A.M. Matte. For intérieur

(Émilie Bernard. Planche de montagne VII. 2023)



Je l’ai rêvée bien avant qu’elle soit en moi. Je l’ai bercée dans mon imaginaire. Je me suis retenue de la nommer ; ce privilège ne me revenait pas. Mais je l’appelais mienne en mon for intérieur. 
Où elle a germé. 
Où elle s’est enracinée. 
Où elle a poussé. 
Où elle s’est épanouie. 
Elle a mangé mes fringales : tomates arrosées de vinaigrette balsamique, pad see iew, popsicles aux framboises biologiques, raisins enrobés de yogourt. 
Elle a écouté ma voix et celles des chansonniers qui emplissaient mon salon, où je dansais avec elle. 
Elle s’est étirée contre mes parois et m’a donné de copieux coups. Elle a hoqueté à m’en faire rigoler aux larmes.  
Je l’ai portée jusqu’à ce qu’elle décide de s’imposer au monde. 
Je l’ai portée pendant trente-neuf semaines et les vingt-deux heures qu’elle a prises pour naître.  

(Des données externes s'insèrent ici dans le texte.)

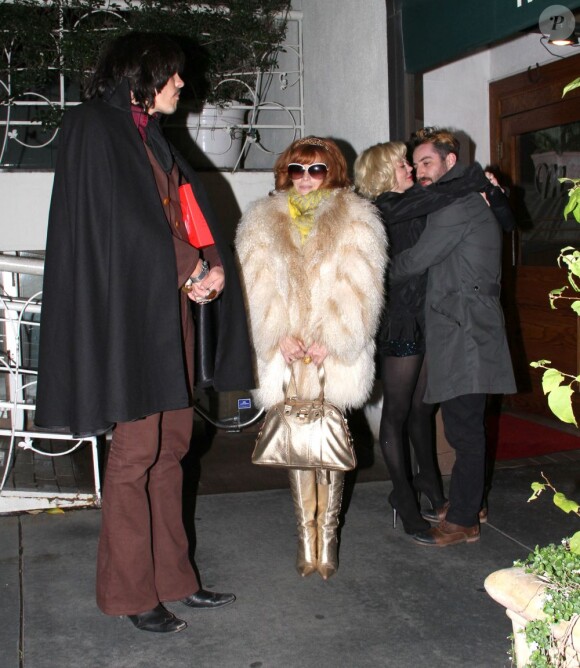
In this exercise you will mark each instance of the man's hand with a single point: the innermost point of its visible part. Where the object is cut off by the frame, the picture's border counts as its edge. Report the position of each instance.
(210, 288)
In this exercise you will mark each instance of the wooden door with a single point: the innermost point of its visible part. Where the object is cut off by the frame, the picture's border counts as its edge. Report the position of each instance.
(535, 135)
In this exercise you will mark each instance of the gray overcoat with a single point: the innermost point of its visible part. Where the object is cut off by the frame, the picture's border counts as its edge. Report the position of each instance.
(467, 350)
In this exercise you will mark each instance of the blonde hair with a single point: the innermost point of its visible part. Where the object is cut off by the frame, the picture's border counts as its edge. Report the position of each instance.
(374, 169)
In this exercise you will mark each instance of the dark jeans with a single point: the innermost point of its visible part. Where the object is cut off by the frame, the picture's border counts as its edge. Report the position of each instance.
(463, 420)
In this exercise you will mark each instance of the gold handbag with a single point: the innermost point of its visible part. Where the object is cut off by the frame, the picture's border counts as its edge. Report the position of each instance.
(305, 434)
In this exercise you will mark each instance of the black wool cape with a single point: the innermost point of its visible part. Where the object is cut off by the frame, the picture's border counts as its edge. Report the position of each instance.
(110, 337)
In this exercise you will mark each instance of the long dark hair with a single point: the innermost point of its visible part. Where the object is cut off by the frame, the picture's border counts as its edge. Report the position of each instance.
(146, 60)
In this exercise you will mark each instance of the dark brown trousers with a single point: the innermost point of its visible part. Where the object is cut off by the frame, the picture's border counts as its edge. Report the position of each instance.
(143, 549)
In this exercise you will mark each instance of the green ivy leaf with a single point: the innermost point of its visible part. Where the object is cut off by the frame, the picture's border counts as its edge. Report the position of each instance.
(537, 488)
(564, 503)
(560, 403)
(571, 86)
(575, 543)
(551, 379)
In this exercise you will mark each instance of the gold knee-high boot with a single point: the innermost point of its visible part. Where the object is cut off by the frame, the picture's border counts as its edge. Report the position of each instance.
(327, 518)
(303, 488)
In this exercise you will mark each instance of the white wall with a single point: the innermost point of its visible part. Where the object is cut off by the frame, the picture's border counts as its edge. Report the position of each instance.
(25, 201)
(345, 71)
(346, 97)
(457, 95)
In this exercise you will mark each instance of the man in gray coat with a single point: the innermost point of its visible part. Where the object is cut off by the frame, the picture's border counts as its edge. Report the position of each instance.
(467, 351)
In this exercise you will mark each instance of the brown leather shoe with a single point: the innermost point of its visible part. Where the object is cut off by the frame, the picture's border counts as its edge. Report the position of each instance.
(447, 533)
(437, 515)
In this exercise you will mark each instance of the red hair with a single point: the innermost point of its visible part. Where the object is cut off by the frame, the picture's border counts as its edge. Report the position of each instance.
(307, 151)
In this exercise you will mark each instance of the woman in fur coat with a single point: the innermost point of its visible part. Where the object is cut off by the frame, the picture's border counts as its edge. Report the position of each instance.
(313, 255)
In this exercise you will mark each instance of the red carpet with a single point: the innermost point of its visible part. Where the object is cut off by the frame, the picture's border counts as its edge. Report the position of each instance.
(512, 438)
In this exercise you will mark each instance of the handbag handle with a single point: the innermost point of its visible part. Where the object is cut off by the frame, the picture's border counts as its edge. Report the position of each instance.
(289, 378)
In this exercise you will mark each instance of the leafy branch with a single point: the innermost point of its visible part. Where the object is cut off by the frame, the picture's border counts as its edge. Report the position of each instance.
(558, 392)
(564, 503)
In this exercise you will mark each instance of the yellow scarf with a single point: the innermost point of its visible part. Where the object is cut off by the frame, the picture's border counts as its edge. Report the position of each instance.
(303, 207)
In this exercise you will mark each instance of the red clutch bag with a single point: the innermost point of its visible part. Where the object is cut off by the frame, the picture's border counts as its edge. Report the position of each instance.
(196, 225)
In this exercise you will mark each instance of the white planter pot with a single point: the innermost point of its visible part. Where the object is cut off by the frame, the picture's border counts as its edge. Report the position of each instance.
(218, 133)
(522, 595)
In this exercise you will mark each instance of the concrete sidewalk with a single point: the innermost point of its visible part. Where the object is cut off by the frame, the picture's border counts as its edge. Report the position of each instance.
(392, 602)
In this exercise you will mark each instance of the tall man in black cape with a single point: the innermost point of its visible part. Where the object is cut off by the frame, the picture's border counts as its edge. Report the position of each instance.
(116, 342)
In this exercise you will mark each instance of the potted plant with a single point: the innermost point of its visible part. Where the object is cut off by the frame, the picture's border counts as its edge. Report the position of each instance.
(50, 46)
(541, 594)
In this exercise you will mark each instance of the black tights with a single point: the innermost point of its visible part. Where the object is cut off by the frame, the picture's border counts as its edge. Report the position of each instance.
(405, 417)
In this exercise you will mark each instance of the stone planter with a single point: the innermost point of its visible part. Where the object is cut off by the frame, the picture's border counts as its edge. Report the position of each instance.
(522, 595)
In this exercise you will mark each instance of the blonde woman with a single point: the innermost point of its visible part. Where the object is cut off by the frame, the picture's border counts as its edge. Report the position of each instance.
(313, 256)
(383, 174)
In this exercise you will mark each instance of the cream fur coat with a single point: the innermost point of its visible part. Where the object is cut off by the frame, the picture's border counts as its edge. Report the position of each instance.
(328, 290)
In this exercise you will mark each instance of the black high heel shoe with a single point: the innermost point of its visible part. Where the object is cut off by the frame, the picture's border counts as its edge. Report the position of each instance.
(433, 491)
(411, 519)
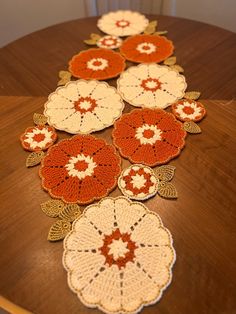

Je l’ai portée jusqu’à ce que je la remette en mains propres à ses papas. 
Si émus et touchés d’enfin la prendre dans leurs bras. 
Elle a connu tout mon amour et connaîtra tout le leur. 
Je ne suis pas sa maman. 
Je suis la madame qui l’a couvée, choyée dans ses entrailles, dorlotée dans son corps, avant de la déraciner, la dégager de l’attache de son cordon ombilical et la relâcher au monde.